Brands and organizations are moving more heavily into content marketing, and the demand to produce a stream of creative work means marketing managers are looking for ways to get it done at scale. One way to approach this is to develop a content package consisting of related pieces that can be used and re-purposed in a variety of ways, thereby extending the life of creative assets over the course of many months or a year.
Does your company participate in trade shows? Conduct surveys? Provide thought leadership? Run paid search and social campaigns? Have need for sales collateral? By looking at these needs holistically, you may be able to develop an approach and a content package that will provide assets for all of them, and at a steady cadence to fill out your content calendar.
How does this work?
Infographics are often the jumping-off point for a content package. Infographics typically incorporate 6-12 individual “data points”, often gleaned from a survey or set of features; each data point is displayed as an illustrated or graphic element paired with brief descriptive text. Infographics are well known for their eye-catching qualities and when printed, make great handouts at trade shows and conferences. They can be hard to digest on a smartphone screen, however. That’s one reason why it makes sense to turn your infographics into animated videos.
Animated videos have a reputation for being expensive, but many marketers don’t realize that half the labor involved is in the development of illustrations and copy.
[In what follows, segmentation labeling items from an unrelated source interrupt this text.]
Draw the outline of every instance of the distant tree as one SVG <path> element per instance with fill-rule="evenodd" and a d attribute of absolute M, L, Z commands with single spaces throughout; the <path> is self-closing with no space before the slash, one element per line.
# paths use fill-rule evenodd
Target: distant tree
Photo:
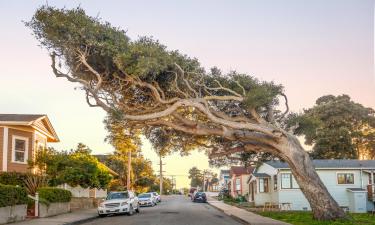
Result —
<path fill-rule="evenodd" d="M 112 176 L 90 152 L 81 143 L 69 152 L 44 149 L 36 153 L 29 165 L 37 168 L 40 173 L 47 174 L 52 186 L 67 183 L 73 187 L 80 185 L 83 188 L 106 188 Z"/>
<path fill-rule="evenodd" d="M 375 159 L 375 111 L 348 95 L 326 95 L 301 114 L 289 116 L 294 133 L 313 145 L 316 159 Z"/>
<path fill-rule="evenodd" d="M 203 173 L 197 167 L 194 166 L 189 170 L 189 179 L 191 187 L 203 188 Z"/>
Your infographic has already done that work, so you may be halfway to the creation of an animated piece. Animated videos are easy to digest on phones, can be used to populate your site and social channels, and look great in your trade show booth – especially when there’s a matching piece of print collateral to take away.
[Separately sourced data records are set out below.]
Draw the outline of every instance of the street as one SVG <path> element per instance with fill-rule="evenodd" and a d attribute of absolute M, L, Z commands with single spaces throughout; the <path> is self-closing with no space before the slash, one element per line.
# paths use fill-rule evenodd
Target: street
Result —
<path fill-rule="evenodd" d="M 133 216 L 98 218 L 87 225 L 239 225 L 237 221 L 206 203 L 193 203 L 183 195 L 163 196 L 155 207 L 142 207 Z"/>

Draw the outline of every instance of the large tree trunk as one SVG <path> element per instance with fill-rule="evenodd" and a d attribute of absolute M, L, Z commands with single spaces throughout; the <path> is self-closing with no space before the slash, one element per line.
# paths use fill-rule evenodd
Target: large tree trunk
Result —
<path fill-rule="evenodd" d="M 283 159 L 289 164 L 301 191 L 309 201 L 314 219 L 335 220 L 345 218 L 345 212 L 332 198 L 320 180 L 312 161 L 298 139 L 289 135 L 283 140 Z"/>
Check out this piece for Axis Communications that we turned into a video.
Axis Communications – The Cybersecurity Storm from Matter on Vimeo.
Another approach is to cut an infographic into pieces. Each data point can be made into a small stand alone infostamp image, or animated into a GIF. Presto! Now you’ve got 6-12 pieces for your content calendar. Use them to highlight individual points that you flesh out in a post, point viewers back to the “master” infographic or animated piece, drop them into an email template, or use them in a paid search or social campaign.
Check out this example of an infographic for Sylvania that spawned a number of small GIFs for use in social.
How far can it go?
Take a real-world example. One client came to us seeking marketing support for a new product launch at a trade show. We began by creating an infographic that mixes survey results and product details, basically framing a market problem and our client’s solution. The infographic will:
- Work as creative material for trade press
- Act as a printed handout at the event
- Become an animated video for display on monitors around the booth, which will draw the attention of passers-by (and will later be repurposed as a lead-gen tool featured on their website’s new product page)
- Transform into a set of 12 infostamps and GIFs, which will be used in paid and social outreach campaigns leading up to and after the show
- Support sales teams
Whew! That initial piece of infographic design turned into 14+ individual assets for use in a number of ways, and it was much less expensive than if each of those components had been considered separately. It’s all a part of building up a solid content library…but that’s a post for another day.